Primary outcome was the rate of MACE (cardiac death, MI, or coronary revascularization) within 30 days of presentation.  Secondary outcomes included the rate of patients identified as safe for early discharge, and abnormal stress or CCTA testing.

Of the 1,140 patients with complete biomarker data, 2.7% had MACE.  ADAPT identified 551 of 1,140 (48%) as low risk and appropriate for early discharge; 5 of these 551 (0.9%, 95% CI=0.3% to 2.1%) had MACE at 30 days.  Of these 5 patients, there were no deaths, one patient with MI, and 5 with revascularizations.  Sensitivity of ADAPT for MACE within 30 days was 84%.  Serial troponins alone were 32% sensitive for MACE. 

These findings conflict with prior very positive studies of the ADAPT strategy. In part this may be due to the inclusion criteria, as the umbrella CCTA trial excluded patients with elevated troponin, whereas prior ADAPT validation studies included patients with elevated troponins who would be identified as “at risk” by ADAPT, thereby boosting the sensitivity of those studies.   In addition, 4/5 of the low risk patients with MACE had revascularization procedures without MI.  The relevance of revascularization as an outcome measure is uncertain.  As discussed at Journal Club, the revascularization rate for patients in the USA is high, and validations of ADAPT in other parts of the world demonstrated much lower percentages of revascularizations in their MACE composite endpoints.  It was also discussed that only 1 of the 5 “missed MACE” patients really appeared to be a true miss.

There were a number of low risk patients with abnormal CCTA or stress testing in this study.  Authors emphasize the importance of early therapy in these patients, reinforcing the need for close follow-up for patients discharged who do not receive higher level diagnostic testing in the ED.


3.  Mahler S, et al: The HEART Pathway Randomized Trial: Identifying emergency department patients with acute chest pain for early discharge.  Circulation Cardiovascular Quality and Outcome  2015:8;195-203.

Bottom line:  Use of the HEART Pathway (HEART score + 2 negative troponins) allowed for a higher rate of early discharge from the ED without stress testing compared with usual care in this study of low risk ED chest pain patients.  No patients identified for early discharge had missed MACE at 30 days.

In this study of 282 ED patients with symptoms concerning for ACS, patients were randomized to either the HEART Pathway or Usual Care.  The HEART score includes history, ECG, age, risk factors, and troponin, and a HEART score of 0 to 3 is consistent with low risk.  The HEART Pathway consists of the HEART score + troponins at 0 and 3 hours.  Patients with low risk HEART scores and negative troponins were recommended for discharge without further cardiac testing.  Usual care was based on ACC/AHA guidelines.  The primary outcome was rates of objective cardiac testing (stress or angio) and secondary outcomes included length of stay, early discharge, cardiac related ED revisit, admission, and MACE, all assessed at 30 days. Eligible patients were age at least 21 yo, being evaluated for ACS with ECG and troponin.  Exclusion criteria included STEMI, instability, or additional serious acute medical problems.

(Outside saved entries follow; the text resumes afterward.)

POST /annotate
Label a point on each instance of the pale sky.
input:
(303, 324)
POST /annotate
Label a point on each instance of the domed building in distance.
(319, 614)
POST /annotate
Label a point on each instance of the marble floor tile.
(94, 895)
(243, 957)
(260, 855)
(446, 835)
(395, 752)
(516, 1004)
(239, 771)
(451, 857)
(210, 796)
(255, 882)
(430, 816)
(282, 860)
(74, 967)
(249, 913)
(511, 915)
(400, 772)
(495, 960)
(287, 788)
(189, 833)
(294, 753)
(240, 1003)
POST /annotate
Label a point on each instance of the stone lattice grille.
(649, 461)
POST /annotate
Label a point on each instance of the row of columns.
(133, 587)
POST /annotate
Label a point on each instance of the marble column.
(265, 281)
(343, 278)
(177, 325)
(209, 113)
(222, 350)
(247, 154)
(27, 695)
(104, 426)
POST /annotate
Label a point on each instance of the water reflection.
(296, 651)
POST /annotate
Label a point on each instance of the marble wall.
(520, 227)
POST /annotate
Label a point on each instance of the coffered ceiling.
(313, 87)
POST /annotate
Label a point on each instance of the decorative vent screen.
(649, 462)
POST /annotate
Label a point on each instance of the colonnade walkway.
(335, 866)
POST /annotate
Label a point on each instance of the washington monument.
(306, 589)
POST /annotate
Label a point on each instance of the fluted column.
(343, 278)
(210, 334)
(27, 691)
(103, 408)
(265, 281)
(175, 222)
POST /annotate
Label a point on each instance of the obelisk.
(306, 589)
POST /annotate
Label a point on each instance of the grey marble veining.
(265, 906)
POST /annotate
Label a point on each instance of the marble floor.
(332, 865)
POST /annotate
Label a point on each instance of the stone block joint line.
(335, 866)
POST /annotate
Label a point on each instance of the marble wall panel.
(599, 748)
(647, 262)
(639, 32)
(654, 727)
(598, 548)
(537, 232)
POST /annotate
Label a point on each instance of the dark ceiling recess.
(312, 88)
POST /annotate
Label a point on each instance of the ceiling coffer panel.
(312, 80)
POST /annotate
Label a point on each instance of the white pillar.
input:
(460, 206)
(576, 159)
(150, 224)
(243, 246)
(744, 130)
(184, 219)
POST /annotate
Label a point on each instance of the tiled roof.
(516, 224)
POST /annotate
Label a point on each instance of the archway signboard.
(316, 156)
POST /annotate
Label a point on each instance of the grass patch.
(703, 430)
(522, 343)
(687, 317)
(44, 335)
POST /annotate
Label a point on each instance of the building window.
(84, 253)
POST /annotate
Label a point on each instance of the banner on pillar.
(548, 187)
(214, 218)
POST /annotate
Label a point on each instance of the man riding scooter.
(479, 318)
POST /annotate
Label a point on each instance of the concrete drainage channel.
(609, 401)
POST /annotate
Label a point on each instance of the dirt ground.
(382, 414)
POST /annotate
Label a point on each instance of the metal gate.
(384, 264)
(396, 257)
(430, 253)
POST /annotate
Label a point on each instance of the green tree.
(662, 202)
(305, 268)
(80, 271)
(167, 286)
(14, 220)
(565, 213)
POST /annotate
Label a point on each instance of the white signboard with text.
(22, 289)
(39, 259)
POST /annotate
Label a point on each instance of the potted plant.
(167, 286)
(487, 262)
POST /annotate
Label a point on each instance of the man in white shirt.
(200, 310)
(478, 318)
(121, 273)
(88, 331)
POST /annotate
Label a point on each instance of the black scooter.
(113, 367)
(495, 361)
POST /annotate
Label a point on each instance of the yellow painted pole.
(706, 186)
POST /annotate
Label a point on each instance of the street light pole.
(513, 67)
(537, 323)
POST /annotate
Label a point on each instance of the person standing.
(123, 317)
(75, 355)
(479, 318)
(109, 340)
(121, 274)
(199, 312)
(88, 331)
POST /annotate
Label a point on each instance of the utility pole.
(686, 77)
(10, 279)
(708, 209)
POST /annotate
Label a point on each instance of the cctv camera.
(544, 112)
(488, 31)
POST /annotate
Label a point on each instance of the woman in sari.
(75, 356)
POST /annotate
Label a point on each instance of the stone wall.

Compared with usual care, use of the HEART Pathway significantly decreased objective cardiac testing at 30 days by 12% (69% vs 57%), length of stay by 12 hours, and increased early discharges by 21%.  MACE occurred in 6% of patients overall.

No patients identified for early discharge in either HEART Pathway group or usual care group had MACE at 30 days.  It’s important to note that the primary outcome was objective cardiac testing, rather than a comparison of rates of MACE in the 2 groups, and the study was not powered to detect differences in MACE.  However, the safety of the HEART Pathway has been consistently validated in other trials.

Decision instruments such as the HEART score are useful to support medical decision making, both when having conversations with patients about risk and their disposition preference, and when documenting in the medical record.   Although “gestalt” can be reliable for more senior clinicians, decision instruments in general are particularly useful as an explicit reminder of high-risk features, and help build more reliable heuristics.